Commence alors le travail de déchiffrage. Cécile Pierrot observe longuement la lettre, classe "par familles distinctes" les quelque 120 symboles utilisés par Charles Quint. Elle les nomme et décide de compter leurs occurrences, de repérer les combinaisons qui pourraient se répéter.
Par petits pas
Pour cela, elle et deux autres chercheurs du laboratoire nancéien, Pierrick Gaudry et Paul Zimmermann, décident de faire appel à l'informatique pour "accélérer les recherches". Pas d'intelligence artificielle, ici c'est l'humain qui "pose les bonnes questions à l'ordinateur", insiste la cryptographe.
Le déchiffrage se fait "petits pas par petits pas", car le code utilisé par Charles Quint est diabolique.
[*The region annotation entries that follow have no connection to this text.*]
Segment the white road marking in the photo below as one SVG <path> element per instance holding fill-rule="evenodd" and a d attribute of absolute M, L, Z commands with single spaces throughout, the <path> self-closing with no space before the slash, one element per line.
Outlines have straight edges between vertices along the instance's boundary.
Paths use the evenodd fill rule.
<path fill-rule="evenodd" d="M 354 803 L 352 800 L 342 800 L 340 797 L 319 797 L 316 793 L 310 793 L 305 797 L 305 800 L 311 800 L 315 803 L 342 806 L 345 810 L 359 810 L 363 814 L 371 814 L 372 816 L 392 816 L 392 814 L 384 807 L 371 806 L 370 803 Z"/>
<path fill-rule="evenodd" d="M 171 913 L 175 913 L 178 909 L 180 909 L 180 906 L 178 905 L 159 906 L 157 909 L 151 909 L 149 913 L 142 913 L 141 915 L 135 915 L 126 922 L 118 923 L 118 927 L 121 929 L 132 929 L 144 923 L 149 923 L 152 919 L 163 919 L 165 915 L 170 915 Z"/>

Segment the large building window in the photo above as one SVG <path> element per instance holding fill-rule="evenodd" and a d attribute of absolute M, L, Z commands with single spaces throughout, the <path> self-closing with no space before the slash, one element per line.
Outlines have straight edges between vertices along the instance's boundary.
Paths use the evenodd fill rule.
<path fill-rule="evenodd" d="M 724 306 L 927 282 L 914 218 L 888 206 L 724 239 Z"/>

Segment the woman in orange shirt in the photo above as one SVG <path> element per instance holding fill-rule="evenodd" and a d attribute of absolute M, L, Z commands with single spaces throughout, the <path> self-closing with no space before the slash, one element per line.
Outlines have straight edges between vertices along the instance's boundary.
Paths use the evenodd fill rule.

Outre son nombre important de symboles, "des mots entiers sont chiffrés avec un seul symbole" et des voyelles précédées d'une consonne sont marquées par des diacritiques, une inspiration venant probablement de l'arabe, explique Cécile Pierrot.
Autre élément déroutant, l'empereur utilise des "symboles nuls", qui ne veulent rien dire et servent en fait à induire en erreur l'adversaire qui tenterait de déchiffrer le message. Le déclic finit par arriver fin juin: Cécile Pierrot parvient à isoler une suite de mots dans la missive.
Pour cela, les trois cryptographes de Nancy ont fait appel à Camille Desenclos, spécialiste à la fois de la cryptographie et des relations entre la France et le Saint Empire Romain Germanique au XVIe siècle. L'historienne les aide à assembler les pièces du puzzle, en recontextualisant la lettre pour mieux en comprendre les allusions.
"Pierre de Rosette" à Besançon
Une véritable "pierre de Rosette" vient aussi aider les recherches: une lettre de Jean de Saint-Mauris conservée à Besançon, où le destinataire avait écrit dans la marge "une forme de transcription" en déchiffrant la missive que lui avait adressée l'ambassadeur, détaille Cécile Pierrot.
Une fois déchiffrée, la lettre "vient confirmer l'état assez dégradé" en 1547 des relations entre François Ier et l'empereur du Saint Empire Romain Germanique Charles Quint, qui ont pourtant signé un traité de paix trois ans plus tôt, explique Camille Desenclos.
Malgré cette paix, les deux souverains entretiennent une "méfiance" réciproque "extrêmement forte" et cherchent "à s'affaiblir" mutuellement, ajoute-t-elle.
Il est probable que nous fassions encore de nombreuses découvertes dans les prochaines années
Autre information révélée par le déchiffrage de la lettre: "une rumeur de complot d'assassinat contre Charles Quint qui se tramerait en France", raconte Camille Desenclos, rumeur dont "on ne savait pas grand-chose" auparavant. Elle s'avère "infondée" - Charles Quint n'est pas mort assassiné - mais cette lettre montre "la crainte" du prestigieux monarque vis-à-vis "de ce potentiel complot", souligne-t-elle.
Dans sa missive à son ambassadeur, l'empereur évoque aussi la situation de son empire et sa "stratégie politique et militaire": le recours à une correspondance chiffrée lui permet ainsi de "dissimuler" ces informations à ses adversaires.
Les chercheuses et chercheurs espèrent désormais pouvoir identifier d'autres lettres en Europe de l'empereur et son ambassadeur, "pour avoir une photographie de la stratégie de Charles Quint en Europe". "Il est probable que nous fassions encore de nombreuses découvertes dans les prochaines années", se réjouit Camille Desenclos.